Sunday, January 29, 2012

Seven plus or minus two: hard to eradicate

The website of "de Volkskrant", a Dutch newspaper, had an interesting bit of news: ToDo lists don't work. The article referred to a blog of the Harvard Business Review by Daniel Markovitz. One of the main claims of that article is that our brain cannot handle more than seven choices, and will therefore be overwhelmed when a ToDo list is longer than seven items.
Seven plus or minus two has been a staple of Cognitive Psychology since Miller published a paper on the limitations of short-term memory in the fifties, which led to the naive theory (not endorsed by Miller himself!) that human short-term memory consists of seven (plus or minus two) slots in which items can be stored. But even though cognitive psychologists have abandoned this theory for decades, it still floats around in the applied domain as a serious limitation of human cognition.
To get back to the original topic, I always find ToDo lists quite useful.
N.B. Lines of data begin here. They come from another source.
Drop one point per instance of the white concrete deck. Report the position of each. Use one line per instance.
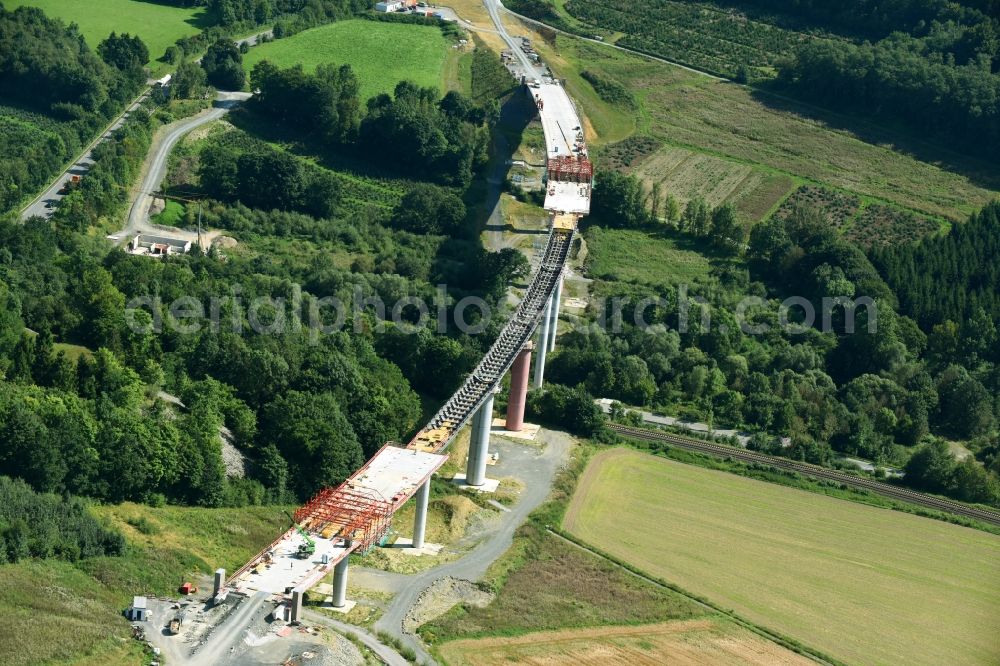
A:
(560, 121)
(286, 570)
(395, 473)
(566, 197)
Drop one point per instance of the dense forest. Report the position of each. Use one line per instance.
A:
(931, 66)
(44, 525)
(946, 280)
(61, 93)
(102, 401)
(880, 393)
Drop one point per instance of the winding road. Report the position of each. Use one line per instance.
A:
(48, 200)
(155, 168)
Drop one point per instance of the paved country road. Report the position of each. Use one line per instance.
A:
(156, 162)
(48, 200)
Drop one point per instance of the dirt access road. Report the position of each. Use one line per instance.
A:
(536, 469)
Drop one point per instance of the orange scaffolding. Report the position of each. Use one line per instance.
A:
(358, 515)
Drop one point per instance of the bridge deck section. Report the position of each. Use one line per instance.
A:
(356, 514)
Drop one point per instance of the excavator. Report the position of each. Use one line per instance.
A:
(309, 547)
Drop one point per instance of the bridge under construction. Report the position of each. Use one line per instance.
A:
(356, 515)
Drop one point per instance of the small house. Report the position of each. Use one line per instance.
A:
(137, 612)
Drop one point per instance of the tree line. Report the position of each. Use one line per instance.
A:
(948, 278)
(898, 80)
(883, 394)
(411, 130)
(47, 67)
(45, 525)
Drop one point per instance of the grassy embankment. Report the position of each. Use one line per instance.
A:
(824, 571)
(546, 584)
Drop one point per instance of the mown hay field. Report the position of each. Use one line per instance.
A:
(381, 54)
(742, 127)
(681, 643)
(862, 584)
(644, 257)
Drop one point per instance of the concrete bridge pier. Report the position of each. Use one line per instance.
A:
(543, 343)
(518, 388)
(554, 319)
(479, 446)
(420, 516)
(340, 583)
(298, 594)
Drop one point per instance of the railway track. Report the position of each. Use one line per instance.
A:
(885, 489)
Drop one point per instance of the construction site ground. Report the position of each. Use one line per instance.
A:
(240, 631)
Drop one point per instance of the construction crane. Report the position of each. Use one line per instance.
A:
(309, 547)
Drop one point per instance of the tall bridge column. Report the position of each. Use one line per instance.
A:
(298, 594)
(479, 447)
(420, 518)
(554, 319)
(543, 343)
(518, 389)
(340, 583)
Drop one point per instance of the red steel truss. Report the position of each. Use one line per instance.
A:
(570, 169)
(359, 515)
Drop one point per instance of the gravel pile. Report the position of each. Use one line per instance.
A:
(440, 597)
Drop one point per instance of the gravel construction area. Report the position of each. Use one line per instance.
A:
(440, 597)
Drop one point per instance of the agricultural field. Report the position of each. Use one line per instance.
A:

From a multitasking perspective they perform a very useful service, helping you keeping track of your uncompleted goals. So now this blog claims that these lists do not work, because your brain can only handle seven uncompleted goals.
The cited research for this claim is a set of studies that show that people want choices, but not too many of them. Being able to choose between 3 brands of detergent is nice, but choosing between 20 brands is ridiculous. So, what's the threshold? Seven. Really seven? In many situations I'd rather not choose at all, that is why I like house brands in supermarkets. Maybe in a restaurant I prefer some more choices on the menu than just seven.
But even if this were all true, the generalization from choosing between similar candidates for a purchase and which item to do next on a ToDo list is pretty far-fetched. And the idea that your brain will overheat if the length of your ToDo lists exceeds the threshold is pretty ludicrous.
To conclude: I think ToDo lists are pretty useful as a memory aid. But maybe the lesson is to be really, really suspicious about any type of psychological advice that involves the number Seven. Plus or Minus Two.

1 comment:

  1. I encourage students to read the original Miller paper to adjust their thinking. It seems to work.

    Best of luck with the blog about your research.